Below is an example of active\client XSS that I ran into sometime ago. Active\client XSS refers to the situation when the user themselves does something to inject malicious code or html into a website that compromises themselves. You are probably thinking why on earth would they do that.
Well below is a good example of how a weakness in the design of a web application can be used. Once I had a great idea to reuse an error page for simple errors. Rather than have lots of error pages, why don’t I just pass the error in the query string and then display it on screen. If the values are encoded when it is displayed then it is not possible to inject scripts so everything should be ok.
So the if I called the URL http://www.mysite.com/errorpage=Your id was not recognised
This would display an error page something like below
Your id was not recognised.
A security review pointed out someone could be sent a link in an email
In response MySite.com would display a page with
This site has moved to http://www.mysite1.com
The user goes to the bogus mysite1.com, which presents a password screen, the user enters their username & password and bingo the username and password are leaked – oops.

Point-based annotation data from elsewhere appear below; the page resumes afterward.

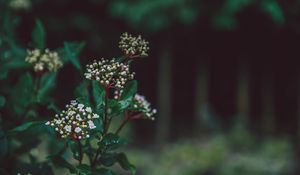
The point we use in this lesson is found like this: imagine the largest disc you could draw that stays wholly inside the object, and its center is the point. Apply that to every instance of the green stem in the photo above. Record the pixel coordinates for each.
(80, 152)
(106, 119)
(123, 123)
(106, 122)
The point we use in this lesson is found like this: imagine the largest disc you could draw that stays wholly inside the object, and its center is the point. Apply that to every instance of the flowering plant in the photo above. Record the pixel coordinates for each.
(85, 122)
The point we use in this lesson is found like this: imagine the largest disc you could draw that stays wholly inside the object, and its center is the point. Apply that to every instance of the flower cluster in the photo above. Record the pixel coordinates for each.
(140, 104)
(42, 60)
(110, 73)
(20, 4)
(75, 122)
(133, 46)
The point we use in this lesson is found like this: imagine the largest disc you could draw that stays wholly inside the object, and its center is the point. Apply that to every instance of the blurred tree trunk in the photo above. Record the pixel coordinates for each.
(243, 94)
(201, 98)
(164, 97)
(298, 134)
(268, 114)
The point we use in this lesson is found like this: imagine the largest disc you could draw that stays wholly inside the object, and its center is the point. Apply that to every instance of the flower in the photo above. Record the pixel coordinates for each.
(109, 73)
(140, 104)
(74, 121)
(42, 60)
(20, 4)
(133, 46)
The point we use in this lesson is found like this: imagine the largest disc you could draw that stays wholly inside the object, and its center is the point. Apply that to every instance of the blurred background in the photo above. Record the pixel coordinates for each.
(223, 74)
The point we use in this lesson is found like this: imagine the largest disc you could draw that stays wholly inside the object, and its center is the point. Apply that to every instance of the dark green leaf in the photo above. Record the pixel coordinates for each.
(3, 74)
(129, 91)
(125, 164)
(112, 141)
(104, 171)
(98, 94)
(54, 108)
(108, 159)
(47, 83)
(3, 144)
(82, 92)
(84, 169)
(72, 51)
(2, 101)
(75, 148)
(61, 162)
(23, 93)
(115, 107)
(39, 35)
(25, 127)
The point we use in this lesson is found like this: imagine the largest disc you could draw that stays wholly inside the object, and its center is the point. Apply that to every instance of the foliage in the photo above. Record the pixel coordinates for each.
(218, 154)
(26, 102)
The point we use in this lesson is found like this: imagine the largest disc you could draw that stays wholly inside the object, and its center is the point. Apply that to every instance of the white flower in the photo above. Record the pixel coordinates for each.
(109, 73)
(88, 109)
(42, 60)
(75, 122)
(77, 129)
(80, 106)
(95, 116)
(58, 122)
(78, 117)
(133, 46)
(68, 128)
(91, 124)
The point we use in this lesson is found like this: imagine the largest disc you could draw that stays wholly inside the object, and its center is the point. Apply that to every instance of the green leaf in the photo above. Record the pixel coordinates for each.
(108, 159)
(75, 148)
(22, 94)
(61, 162)
(104, 171)
(3, 144)
(125, 164)
(129, 91)
(98, 94)
(3, 74)
(72, 51)
(25, 127)
(84, 169)
(2, 101)
(39, 35)
(47, 83)
(54, 108)
(111, 142)
(116, 107)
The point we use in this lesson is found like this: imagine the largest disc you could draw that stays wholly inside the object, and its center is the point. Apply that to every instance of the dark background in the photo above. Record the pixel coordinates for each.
(248, 45)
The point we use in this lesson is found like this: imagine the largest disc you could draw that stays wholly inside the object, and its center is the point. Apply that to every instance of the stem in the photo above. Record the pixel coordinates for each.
(123, 123)
(106, 119)
(96, 157)
(80, 152)
(106, 124)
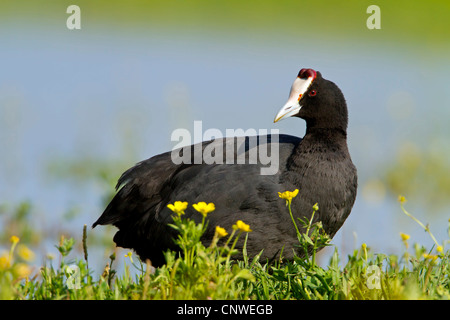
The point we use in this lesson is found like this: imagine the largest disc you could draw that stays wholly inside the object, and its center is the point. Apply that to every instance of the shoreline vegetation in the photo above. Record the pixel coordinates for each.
(212, 273)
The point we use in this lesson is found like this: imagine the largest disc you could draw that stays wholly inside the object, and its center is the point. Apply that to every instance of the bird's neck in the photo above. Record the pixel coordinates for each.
(320, 144)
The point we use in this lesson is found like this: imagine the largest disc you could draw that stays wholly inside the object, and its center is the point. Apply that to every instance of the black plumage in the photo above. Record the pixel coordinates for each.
(319, 165)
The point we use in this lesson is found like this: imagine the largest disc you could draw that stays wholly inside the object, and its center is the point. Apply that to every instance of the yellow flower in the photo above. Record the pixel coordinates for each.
(178, 207)
(204, 208)
(221, 232)
(129, 255)
(404, 236)
(14, 239)
(242, 226)
(25, 253)
(431, 257)
(288, 195)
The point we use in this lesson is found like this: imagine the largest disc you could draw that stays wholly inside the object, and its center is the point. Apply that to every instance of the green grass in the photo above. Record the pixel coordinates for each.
(212, 273)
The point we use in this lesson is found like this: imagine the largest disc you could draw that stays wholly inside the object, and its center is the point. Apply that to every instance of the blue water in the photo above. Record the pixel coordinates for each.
(67, 95)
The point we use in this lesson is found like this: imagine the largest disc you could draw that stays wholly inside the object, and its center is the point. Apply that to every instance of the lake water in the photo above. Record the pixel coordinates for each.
(119, 96)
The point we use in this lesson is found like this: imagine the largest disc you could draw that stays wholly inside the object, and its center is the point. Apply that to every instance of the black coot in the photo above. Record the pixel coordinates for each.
(319, 165)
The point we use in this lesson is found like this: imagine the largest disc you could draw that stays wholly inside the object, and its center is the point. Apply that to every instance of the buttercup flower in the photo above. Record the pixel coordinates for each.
(431, 257)
(129, 255)
(242, 226)
(204, 208)
(288, 195)
(14, 239)
(178, 207)
(221, 232)
(25, 253)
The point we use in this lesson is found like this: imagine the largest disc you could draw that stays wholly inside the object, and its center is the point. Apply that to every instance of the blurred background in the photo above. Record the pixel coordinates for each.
(78, 107)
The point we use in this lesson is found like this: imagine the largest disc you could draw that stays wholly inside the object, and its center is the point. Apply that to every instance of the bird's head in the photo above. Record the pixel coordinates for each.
(316, 100)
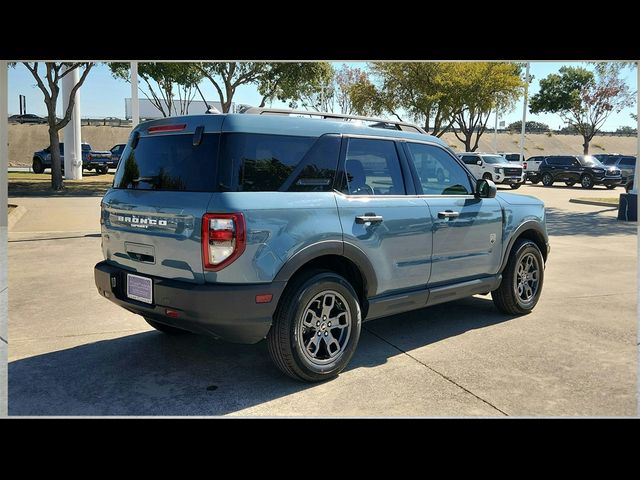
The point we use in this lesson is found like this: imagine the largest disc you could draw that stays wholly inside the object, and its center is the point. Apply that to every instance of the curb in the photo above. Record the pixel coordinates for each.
(589, 202)
(15, 215)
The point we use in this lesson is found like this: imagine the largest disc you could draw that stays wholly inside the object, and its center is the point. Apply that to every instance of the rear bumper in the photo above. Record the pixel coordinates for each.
(224, 311)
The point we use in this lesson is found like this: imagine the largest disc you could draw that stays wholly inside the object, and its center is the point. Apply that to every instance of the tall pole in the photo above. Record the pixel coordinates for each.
(4, 285)
(135, 102)
(524, 111)
(495, 133)
(72, 131)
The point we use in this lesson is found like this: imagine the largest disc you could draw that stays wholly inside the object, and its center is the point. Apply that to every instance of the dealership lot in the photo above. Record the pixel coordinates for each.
(71, 352)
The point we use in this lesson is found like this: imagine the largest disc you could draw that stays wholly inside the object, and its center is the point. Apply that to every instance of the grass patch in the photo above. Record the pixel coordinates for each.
(25, 183)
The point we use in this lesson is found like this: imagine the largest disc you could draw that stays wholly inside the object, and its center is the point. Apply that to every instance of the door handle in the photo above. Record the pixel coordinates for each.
(369, 218)
(448, 214)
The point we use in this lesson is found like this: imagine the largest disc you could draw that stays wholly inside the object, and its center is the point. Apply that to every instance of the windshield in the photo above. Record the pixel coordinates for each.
(493, 158)
(590, 161)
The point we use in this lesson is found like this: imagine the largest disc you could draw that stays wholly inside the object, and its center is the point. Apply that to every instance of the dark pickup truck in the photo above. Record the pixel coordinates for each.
(100, 160)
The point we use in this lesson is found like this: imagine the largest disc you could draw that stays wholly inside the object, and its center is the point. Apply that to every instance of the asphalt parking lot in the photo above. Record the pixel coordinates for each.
(71, 352)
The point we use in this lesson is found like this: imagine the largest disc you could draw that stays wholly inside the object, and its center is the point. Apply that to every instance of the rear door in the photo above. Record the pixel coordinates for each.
(152, 216)
(392, 228)
(467, 231)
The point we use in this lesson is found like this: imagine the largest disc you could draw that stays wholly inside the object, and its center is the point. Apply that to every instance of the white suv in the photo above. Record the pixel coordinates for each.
(493, 167)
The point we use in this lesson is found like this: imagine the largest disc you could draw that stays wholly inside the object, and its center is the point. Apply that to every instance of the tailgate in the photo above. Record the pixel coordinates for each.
(155, 233)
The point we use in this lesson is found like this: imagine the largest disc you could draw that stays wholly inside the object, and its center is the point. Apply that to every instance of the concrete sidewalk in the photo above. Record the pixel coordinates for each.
(576, 354)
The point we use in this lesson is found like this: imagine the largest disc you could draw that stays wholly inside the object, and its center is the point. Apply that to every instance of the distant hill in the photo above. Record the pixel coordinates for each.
(26, 139)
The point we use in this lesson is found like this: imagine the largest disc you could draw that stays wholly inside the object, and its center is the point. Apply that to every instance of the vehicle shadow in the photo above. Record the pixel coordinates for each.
(565, 222)
(154, 374)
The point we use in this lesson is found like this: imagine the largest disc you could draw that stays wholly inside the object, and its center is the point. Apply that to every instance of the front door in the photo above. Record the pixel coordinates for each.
(377, 216)
(467, 231)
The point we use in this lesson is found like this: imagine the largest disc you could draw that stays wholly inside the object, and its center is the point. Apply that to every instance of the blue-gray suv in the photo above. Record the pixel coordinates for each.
(246, 226)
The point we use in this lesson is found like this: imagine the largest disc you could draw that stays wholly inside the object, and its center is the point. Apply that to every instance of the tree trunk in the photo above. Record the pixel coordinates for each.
(56, 162)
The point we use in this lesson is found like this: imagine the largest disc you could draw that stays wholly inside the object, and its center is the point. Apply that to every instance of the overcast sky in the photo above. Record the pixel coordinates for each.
(103, 96)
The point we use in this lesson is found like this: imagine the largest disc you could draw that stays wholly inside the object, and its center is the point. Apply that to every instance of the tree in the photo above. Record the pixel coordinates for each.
(164, 80)
(49, 84)
(482, 87)
(582, 98)
(293, 81)
(421, 89)
(627, 131)
(531, 126)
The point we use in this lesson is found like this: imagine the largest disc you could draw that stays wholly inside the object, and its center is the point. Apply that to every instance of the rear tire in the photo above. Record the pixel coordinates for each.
(37, 166)
(587, 182)
(316, 327)
(168, 329)
(522, 279)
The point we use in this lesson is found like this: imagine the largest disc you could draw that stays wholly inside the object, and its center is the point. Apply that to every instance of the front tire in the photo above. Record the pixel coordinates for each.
(316, 327)
(522, 279)
(168, 329)
(587, 182)
(37, 166)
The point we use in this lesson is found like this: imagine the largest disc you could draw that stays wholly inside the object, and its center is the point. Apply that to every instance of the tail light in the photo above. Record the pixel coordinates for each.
(223, 239)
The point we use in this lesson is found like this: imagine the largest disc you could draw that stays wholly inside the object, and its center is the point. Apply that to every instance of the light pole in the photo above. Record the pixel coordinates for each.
(135, 102)
(524, 111)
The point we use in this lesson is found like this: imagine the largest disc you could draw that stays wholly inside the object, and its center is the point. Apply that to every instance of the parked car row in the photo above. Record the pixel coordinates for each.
(609, 170)
(99, 160)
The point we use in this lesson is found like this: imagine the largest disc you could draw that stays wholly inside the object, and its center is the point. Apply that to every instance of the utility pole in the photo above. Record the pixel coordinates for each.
(524, 111)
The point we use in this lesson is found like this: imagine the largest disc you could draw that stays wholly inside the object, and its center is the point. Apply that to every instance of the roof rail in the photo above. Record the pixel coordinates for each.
(378, 122)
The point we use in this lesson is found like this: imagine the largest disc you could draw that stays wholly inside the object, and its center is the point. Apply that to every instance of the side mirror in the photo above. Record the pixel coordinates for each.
(485, 188)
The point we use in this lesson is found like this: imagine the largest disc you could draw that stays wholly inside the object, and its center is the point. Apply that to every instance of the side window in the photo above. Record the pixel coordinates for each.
(439, 173)
(372, 168)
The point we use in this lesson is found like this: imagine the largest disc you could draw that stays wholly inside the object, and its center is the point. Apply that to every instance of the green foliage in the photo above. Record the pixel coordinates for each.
(627, 131)
(584, 99)
(164, 80)
(531, 127)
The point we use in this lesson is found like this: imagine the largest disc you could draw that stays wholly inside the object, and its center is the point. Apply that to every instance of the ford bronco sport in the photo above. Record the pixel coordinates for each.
(246, 226)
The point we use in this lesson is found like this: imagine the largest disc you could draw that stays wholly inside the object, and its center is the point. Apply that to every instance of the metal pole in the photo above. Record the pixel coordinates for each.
(135, 102)
(495, 133)
(524, 111)
(72, 132)
(634, 190)
(4, 286)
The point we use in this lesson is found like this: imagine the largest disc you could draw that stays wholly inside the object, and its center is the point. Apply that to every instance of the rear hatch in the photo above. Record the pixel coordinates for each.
(151, 218)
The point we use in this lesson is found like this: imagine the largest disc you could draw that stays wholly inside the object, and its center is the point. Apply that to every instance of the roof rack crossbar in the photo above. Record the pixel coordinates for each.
(331, 116)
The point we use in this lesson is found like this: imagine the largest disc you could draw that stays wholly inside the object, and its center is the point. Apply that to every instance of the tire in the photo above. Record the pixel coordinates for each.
(291, 342)
(587, 182)
(37, 166)
(508, 298)
(168, 329)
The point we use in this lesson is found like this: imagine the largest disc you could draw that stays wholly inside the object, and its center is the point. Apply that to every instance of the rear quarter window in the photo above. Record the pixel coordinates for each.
(169, 162)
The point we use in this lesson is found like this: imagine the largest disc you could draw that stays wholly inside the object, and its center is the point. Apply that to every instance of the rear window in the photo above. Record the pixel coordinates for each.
(270, 163)
(170, 162)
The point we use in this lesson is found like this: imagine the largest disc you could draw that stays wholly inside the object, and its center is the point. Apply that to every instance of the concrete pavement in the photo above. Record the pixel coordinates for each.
(576, 354)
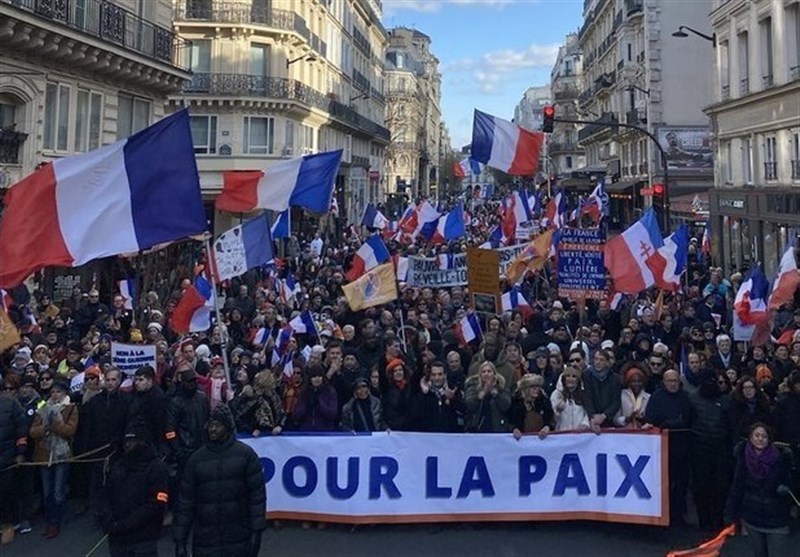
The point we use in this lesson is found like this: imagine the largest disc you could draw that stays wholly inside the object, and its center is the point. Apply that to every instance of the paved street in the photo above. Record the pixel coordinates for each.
(496, 540)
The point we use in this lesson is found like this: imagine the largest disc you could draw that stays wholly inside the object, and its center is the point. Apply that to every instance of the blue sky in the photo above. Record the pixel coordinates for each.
(490, 51)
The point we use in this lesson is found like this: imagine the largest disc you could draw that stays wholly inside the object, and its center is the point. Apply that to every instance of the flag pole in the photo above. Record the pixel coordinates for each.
(223, 332)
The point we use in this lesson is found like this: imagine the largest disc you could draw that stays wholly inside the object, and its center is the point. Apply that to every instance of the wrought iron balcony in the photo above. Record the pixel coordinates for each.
(110, 23)
(10, 145)
(770, 170)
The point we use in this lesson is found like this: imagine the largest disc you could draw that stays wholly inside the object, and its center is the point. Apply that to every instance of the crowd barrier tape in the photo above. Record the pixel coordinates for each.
(394, 477)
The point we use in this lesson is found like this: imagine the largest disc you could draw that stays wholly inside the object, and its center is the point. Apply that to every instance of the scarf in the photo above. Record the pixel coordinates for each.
(758, 464)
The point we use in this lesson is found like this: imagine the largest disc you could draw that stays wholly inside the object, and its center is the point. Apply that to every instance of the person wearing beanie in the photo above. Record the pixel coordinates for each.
(222, 495)
(53, 429)
(135, 497)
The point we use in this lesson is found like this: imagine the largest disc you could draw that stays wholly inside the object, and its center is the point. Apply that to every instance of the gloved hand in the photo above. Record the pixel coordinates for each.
(254, 545)
(180, 549)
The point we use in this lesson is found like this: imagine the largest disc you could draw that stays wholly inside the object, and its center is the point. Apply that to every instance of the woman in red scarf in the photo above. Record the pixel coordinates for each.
(760, 496)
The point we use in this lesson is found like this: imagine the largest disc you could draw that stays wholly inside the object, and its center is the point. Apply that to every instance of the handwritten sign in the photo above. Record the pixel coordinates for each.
(581, 273)
(130, 357)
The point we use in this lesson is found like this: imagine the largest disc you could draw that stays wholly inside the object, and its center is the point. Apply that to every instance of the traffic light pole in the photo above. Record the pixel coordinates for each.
(664, 165)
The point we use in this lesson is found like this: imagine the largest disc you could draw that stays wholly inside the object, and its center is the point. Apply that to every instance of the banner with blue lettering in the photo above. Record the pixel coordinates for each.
(419, 477)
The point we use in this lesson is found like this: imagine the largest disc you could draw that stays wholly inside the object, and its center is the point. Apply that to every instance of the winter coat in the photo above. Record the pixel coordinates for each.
(13, 431)
(136, 491)
(187, 414)
(104, 416)
(316, 409)
(573, 417)
(222, 499)
(347, 422)
(602, 397)
(493, 407)
(148, 412)
(46, 429)
(758, 502)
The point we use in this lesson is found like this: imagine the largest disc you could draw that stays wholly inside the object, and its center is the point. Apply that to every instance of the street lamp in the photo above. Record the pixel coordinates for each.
(682, 34)
(306, 57)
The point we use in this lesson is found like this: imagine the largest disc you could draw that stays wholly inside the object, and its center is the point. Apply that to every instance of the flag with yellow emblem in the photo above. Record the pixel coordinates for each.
(378, 286)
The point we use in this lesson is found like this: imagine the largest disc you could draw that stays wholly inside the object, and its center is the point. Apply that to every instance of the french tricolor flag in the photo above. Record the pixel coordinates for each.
(787, 281)
(469, 329)
(304, 182)
(514, 300)
(675, 252)
(373, 218)
(750, 304)
(372, 253)
(127, 289)
(121, 198)
(303, 324)
(632, 258)
(450, 226)
(193, 312)
(505, 146)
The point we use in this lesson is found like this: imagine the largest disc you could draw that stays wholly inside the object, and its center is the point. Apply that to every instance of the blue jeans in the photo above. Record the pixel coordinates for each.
(54, 490)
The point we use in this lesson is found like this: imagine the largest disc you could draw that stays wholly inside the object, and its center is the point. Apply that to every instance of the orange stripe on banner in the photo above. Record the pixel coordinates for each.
(468, 517)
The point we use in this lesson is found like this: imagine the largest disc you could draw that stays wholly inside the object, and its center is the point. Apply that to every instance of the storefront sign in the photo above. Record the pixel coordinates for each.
(401, 477)
(581, 273)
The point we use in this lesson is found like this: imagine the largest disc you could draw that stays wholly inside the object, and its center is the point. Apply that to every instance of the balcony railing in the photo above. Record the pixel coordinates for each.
(110, 23)
(770, 170)
(744, 86)
(10, 145)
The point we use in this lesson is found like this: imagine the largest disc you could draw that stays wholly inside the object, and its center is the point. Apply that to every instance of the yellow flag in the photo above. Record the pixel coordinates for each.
(378, 286)
(9, 335)
(532, 258)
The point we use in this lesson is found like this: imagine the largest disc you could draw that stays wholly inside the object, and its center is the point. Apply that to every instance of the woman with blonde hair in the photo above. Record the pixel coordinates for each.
(568, 402)
(487, 400)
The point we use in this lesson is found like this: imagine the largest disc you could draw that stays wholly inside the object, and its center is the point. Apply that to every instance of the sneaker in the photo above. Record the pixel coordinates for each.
(23, 527)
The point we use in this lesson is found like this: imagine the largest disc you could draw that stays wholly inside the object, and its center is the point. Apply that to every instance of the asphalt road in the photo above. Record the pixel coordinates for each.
(556, 539)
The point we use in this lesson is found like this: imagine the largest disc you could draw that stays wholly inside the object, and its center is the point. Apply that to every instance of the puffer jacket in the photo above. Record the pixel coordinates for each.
(13, 431)
(137, 497)
(186, 417)
(758, 502)
(222, 499)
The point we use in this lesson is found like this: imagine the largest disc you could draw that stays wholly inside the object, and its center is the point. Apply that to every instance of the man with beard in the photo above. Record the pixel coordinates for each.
(223, 496)
(136, 499)
(493, 352)
(438, 407)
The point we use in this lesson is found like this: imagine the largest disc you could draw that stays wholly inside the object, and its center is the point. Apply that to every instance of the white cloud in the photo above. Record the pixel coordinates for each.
(493, 70)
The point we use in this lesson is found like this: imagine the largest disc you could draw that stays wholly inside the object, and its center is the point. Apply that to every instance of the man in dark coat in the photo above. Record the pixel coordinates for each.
(223, 496)
(136, 499)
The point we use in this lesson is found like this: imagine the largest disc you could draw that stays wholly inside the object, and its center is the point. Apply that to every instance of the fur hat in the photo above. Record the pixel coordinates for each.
(222, 414)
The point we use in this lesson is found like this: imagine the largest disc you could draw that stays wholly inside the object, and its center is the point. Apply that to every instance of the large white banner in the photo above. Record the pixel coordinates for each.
(437, 272)
(418, 477)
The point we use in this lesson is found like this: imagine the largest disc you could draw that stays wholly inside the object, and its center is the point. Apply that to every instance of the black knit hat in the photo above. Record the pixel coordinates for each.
(222, 414)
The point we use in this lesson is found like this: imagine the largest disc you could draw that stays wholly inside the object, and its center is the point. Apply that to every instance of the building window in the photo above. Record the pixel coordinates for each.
(767, 70)
(259, 135)
(133, 115)
(744, 63)
(56, 118)
(747, 160)
(204, 134)
(87, 122)
(792, 19)
(201, 56)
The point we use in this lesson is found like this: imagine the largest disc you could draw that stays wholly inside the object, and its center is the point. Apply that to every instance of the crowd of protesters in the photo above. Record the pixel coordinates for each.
(556, 366)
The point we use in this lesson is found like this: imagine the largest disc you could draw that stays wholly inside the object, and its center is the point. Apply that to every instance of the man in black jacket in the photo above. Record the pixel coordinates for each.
(670, 408)
(223, 496)
(136, 498)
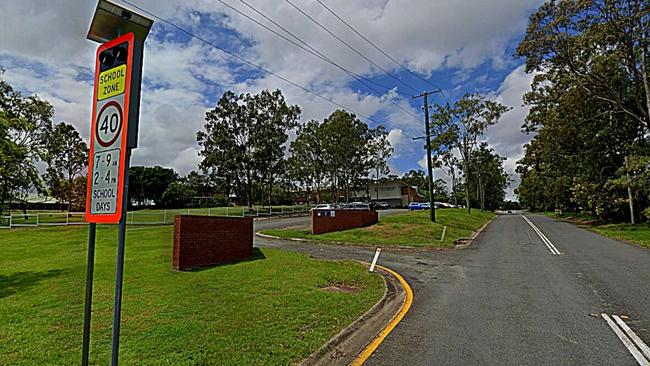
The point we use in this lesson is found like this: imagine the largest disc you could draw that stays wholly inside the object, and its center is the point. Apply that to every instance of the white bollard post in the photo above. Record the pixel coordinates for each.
(374, 260)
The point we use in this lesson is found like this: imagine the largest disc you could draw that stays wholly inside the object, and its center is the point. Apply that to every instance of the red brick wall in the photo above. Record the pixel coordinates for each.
(204, 240)
(342, 220)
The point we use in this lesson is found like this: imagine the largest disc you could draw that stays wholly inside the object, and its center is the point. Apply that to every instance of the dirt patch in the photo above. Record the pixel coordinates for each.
(342, 288)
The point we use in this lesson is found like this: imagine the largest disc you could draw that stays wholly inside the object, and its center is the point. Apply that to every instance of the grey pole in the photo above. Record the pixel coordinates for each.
(432, 210)
(89, 293)
(119, 271)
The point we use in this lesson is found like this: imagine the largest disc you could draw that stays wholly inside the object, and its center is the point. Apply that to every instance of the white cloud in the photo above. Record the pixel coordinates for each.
(44, 50)
(506, 137)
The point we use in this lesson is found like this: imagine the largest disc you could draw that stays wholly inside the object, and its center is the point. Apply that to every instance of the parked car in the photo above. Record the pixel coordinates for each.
(326, 206)
(381, 205)
(360, 206)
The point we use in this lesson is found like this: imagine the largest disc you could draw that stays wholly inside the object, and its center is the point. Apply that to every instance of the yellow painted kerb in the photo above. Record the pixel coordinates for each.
(408, 300)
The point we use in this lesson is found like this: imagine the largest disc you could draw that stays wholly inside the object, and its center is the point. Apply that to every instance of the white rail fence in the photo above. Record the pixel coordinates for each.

In this case the url contains the malicious text and the user is injecting the problem themselves by opening the link, thus active XSS. If the output was not encoded then a hacker could go further and maybe inject a call to a script into the URL. The script could alter the screen to show a fake logon screen.
If I wanted to have a single page to display errors then I should have passed a code and then used the code to look up the message that should be displayed. This effectively whitelists the input and output.
Search screens are a target for this type of attack as they often display the search term on the screen. If you have a search result screen that redisplays the input make sure you encode the term before displaying it and maybe limit the term’s size on input and output. You could perhaps restrict the input to A-Z, a-z, 0-9 and space.